Trabalhar em zona de guerra: profissionais de TI ucranianos partilham as suas experiências

A CIO conversou com informáticos ucranianos cujas histórias mostram sua determinação e compromisso de olhar para o futuro, apesar da destruição e incerteza infligidas na sua terra natal.

Por Mary Pratt

No início deste ano, enquanto as tropas russas se concentravam ao longo da fronteira ucraniana, a israelita Beewise ofereceu-se para realocar os seus informáticos baseados na Ucrânia e até dez dos seus familiares com todas as despesas pagas, durante seis meses.

Diana Lisovenko, engenheira de software, oriunda da capital da Ucrânia, Kiev, decidiu ficar. Pensava que as hipóteses da guerra acontecer seriam pequenas.

“Achei que havia uma possibilidade de 5%”, afirmou. “Quem pensaria que em pleno século XXI aconteceria algo semelhante?”

Em conversa connosco em meados de março via Zoom, Diana Lisovenko disse que passa as suas manhãs como voluntária, distribuindo comida para os moradores restantes da cidade, bem como para os soldados que os defendem, conduzindo um carro que alugou no final de fevereiro, quando a Rússia iniciou o ataque ao seu país.
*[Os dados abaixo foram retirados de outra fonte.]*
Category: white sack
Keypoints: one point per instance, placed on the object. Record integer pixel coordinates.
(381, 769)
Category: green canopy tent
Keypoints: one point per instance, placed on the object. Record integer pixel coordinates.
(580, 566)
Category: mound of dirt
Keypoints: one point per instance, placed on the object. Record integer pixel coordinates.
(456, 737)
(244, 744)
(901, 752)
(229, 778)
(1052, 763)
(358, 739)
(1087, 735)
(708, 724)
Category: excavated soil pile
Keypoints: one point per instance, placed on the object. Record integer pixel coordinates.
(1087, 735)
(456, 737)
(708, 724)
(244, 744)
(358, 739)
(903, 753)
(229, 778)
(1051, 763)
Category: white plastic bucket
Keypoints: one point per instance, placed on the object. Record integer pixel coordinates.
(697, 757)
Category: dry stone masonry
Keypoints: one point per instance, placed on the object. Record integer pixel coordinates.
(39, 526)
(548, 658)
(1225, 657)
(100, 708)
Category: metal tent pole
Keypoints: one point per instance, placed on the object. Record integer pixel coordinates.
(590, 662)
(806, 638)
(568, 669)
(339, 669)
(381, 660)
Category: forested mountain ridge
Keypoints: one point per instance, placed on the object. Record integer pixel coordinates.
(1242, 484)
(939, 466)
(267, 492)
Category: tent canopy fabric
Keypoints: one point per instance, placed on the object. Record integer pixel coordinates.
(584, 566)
“De manhã, é muito mais seguro andar de carro”, disse Lisovenko, acrescentando que está hospedada com o seu cão no apartamento de um amigo em Kiev.

Apesar da guerra, do seu novo trabalho de voluntariado, das sirenes de alerta, das explosões e da oferta contínua da sua empresa para realocá-la, Diana Lisovenko prefere permanecer na sua cidade e continuar a trabalhar.
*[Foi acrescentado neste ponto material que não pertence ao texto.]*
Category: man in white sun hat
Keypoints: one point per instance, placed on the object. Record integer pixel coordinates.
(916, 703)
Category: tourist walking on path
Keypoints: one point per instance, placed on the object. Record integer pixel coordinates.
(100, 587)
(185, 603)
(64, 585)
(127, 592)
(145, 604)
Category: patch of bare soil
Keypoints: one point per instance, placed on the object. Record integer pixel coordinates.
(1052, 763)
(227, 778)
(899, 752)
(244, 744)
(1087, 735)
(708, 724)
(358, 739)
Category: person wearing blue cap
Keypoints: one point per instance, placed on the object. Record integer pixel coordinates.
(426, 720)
Disse-nos que tenta fazer login depois do meio-dia, que encontra conforto ao conectar-se com os seus colegas e então ter alguma normalidade no seu dia. Gosta e agradece a possibilidade de ainda trabalhar, sendo que o apoio emocional e os contactos com os seus colegas a têm ajudado a continuar.

Muitas empresas não ucranianas – incluindo organizações sediadas nos EUA – têm trabalhadores na Ucrânia. Grande parte destas empresas emprega informáticos ucranianos. A empresa de investigação Gartner estima que existam num total mais de 1 milhão de profissionais de TI na Rússia, Ucrânia e Bielorrússia em conjunto. No seu relatório de fevereiro de 2022 “Impacto da invasão russa da Ucrânia nos serviços de engenharia de software” identificou que a maioria dos integradores de sistemas de grande e média dimensão têm alguma presença nestes três países. A Gartner também disse que muitas empresas de produtos de software têm centros de desenvolvimento nesta região. Dada a importância da região para o outsourcing de TI, a crise ucraniana também colocou o mercado global de TI no limite .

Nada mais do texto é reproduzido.